“N.J. Gas Station Workers Cheated Out of Pay to Get $1M in Back Wages.” That was a headline in the New Jersey Star-Ledger. It's a classic tale of big, bad business trying to stick it to the little guy. And this time, the little guy prevailed with help of crack law enforcement.

But is that really the story?

Maybe. But maybe not. What we know is that in 2011 the Department of Labor found that scores of gas station owners in the Garden State (where self-service is outlawed to protect gas station attendant jobs) failed to comply properly with the Fair Labor Standards Act, including paying over-time to some eligible workers. In some instances, bosses probably were trying to skirt laws about how much workers must be paid, and reports suggest some workers were being paid off-the-books.
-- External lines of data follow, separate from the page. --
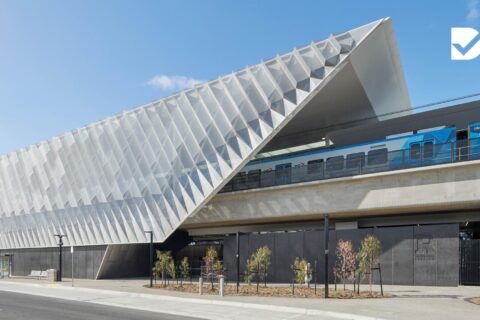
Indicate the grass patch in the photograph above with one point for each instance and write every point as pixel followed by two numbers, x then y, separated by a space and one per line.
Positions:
pixel 271 291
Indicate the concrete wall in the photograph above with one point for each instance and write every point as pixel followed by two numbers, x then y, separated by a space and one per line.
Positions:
pixel 411 255
pixel 86 261
pixel 451 187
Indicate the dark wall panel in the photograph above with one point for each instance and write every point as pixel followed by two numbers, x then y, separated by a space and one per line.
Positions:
pixel 86 260
pixel 420 255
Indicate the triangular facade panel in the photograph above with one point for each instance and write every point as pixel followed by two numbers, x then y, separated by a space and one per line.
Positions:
pixel 166 159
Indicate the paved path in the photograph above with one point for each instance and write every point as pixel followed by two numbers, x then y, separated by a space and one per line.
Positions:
pixel 188 307
pixel 15 306
pixel 408 303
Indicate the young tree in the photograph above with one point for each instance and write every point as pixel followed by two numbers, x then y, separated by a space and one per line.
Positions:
pixel 212 265
pixel 346 260
pixel 302 270
pixel 368 256
pixel 258 263
pixel 164 261
pixel 184 269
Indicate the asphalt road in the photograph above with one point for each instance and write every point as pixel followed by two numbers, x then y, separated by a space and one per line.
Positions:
pixel 17 306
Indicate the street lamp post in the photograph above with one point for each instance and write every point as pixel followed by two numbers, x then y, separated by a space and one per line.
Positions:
pixel 60 245
pixel 326 229
pixel 151 257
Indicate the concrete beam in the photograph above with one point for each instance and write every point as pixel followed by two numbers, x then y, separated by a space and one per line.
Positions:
pixel 438 188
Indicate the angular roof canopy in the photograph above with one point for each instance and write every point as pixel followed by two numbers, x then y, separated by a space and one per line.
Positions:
pixel 154 166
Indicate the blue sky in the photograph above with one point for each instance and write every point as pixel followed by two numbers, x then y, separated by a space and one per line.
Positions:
pixel 64 64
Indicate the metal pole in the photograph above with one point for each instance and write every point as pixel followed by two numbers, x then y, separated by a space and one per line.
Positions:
pixel 151 259
pixel 238 261
pixel 71 251
pixel 60 245
pixel 150 271
pixel 326 255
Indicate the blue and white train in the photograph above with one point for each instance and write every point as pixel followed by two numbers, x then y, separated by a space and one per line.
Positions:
pixel 422 147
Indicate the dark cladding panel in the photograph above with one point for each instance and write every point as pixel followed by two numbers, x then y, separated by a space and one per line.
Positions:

There's no excuse for circumventing tax laws or ignoring minimum wage requirements. However, in many of these cases, rather than big, bad, greedy industrialists exploiting poor workers, the gas station owners themselves could just as easily be cast as the “little guys,” struggling to make sense of complicated, antiquated regulations imposed by the real lords of power in the modern economy—the government.

Sal Risalvato, director of the New Jersey Gasoline, C-Store, Automotive Association explained that many gas station owners who were found out-of-compliance lack professional payroll departments and were simply trying to simplify their record-keeping hassles. They weren't short-changing their workers. Many were paying more than they were legally compelled to, but had just failed to follow the precise calculations of the law.

Risalvato prudently said he was glad that the Department of Labor will soon hold training seminars to help gas station owners understand the nuances of what's required by law. And, sure, it's nice for government to offer such assistance, but the very need for such training programs exemplifies the big-picture problem: Government rules have become so complicated that would-be entrepreneurs can't start businesses and small business owners have to dedicate their afternoons to learning the ins and outs of bureaucratic red tape, rather than actually working to provide services and create jobs.

This is not the recipe for a dynamic economy and robust job creation. Yes, Americans want some basic government oversight to ensure basic workers' rights are protected and workplaces are safe. Yet it's increasingly clear we've gone too far in allowing government to micromanage the minutiae of business-life.

The Fair Labor Standards Act is an ideal example of our current, often antiquated, regulatory regime. FLSA was enacted in 1938 during the Great Depression. Back then, most jobs could be easily categorized; work was typically performed for certain hours during the day, at a specific place of employment. That's not so today, which makes it a challenge to apply many of FLSA's out-dated concepts.

FLSA, for example, requires that non-exempt employees receive a minimum wage (currently $7.25) and time-and-a-half for time worked in excess of 40 hours per week. Employers must carefully monitor exactly how much times these employees work in order to comply. Exempt workers—generally white collar, professional workers—who receive a set salary rather than an hourly wage operate differently, and don't necessarily accrue over-time.

So who can companies safely put on salary? The Department of Labor requires that exempt employees' work must involve the “consistent exercise of discretion and judgment.” How does this apply to accountants, computer technicians, and other engineers, whose valuable technical skills command far more than minimum wage, but whose early work is often closely supervised and focused on following complicated procedures and protocols? Are they exercising discretion and judgment?

Employers face an equally difficult challenge in deciding exactly what constitutes “work.” Does checking email from home count? What about other time spent on company-owned computers or other electronic devices? What about commuting time?

Most troublingly for those who care about work-place flexibility, working from home opens a Pandora's box of question, since at-home workers typically blur the lines of work and home life. Such flexibility can be a boon to workers—particularly women who often crave positions that allow them to be available for kids during the traditional work day. But if at-home work creates major administrative hassles—and worse, potential liability exposure—many companies may simply default to disallowing at-home work entirely.

Teams of well-paid DOL bureaucrats have the luxury of noodling on questions such as how to apply Depression-era distinctions to our twenty-first century workplaces. Companies struggling to survive in this weak economy don't.

Americans understand big business boogiemen don't just pay a price for outdated regulations—workers and our entire economy suffer, too. It's past time for Congress to reform laws like the Fair Labor Standards Act so that government doesn't stifle job creation in the name of helping workers.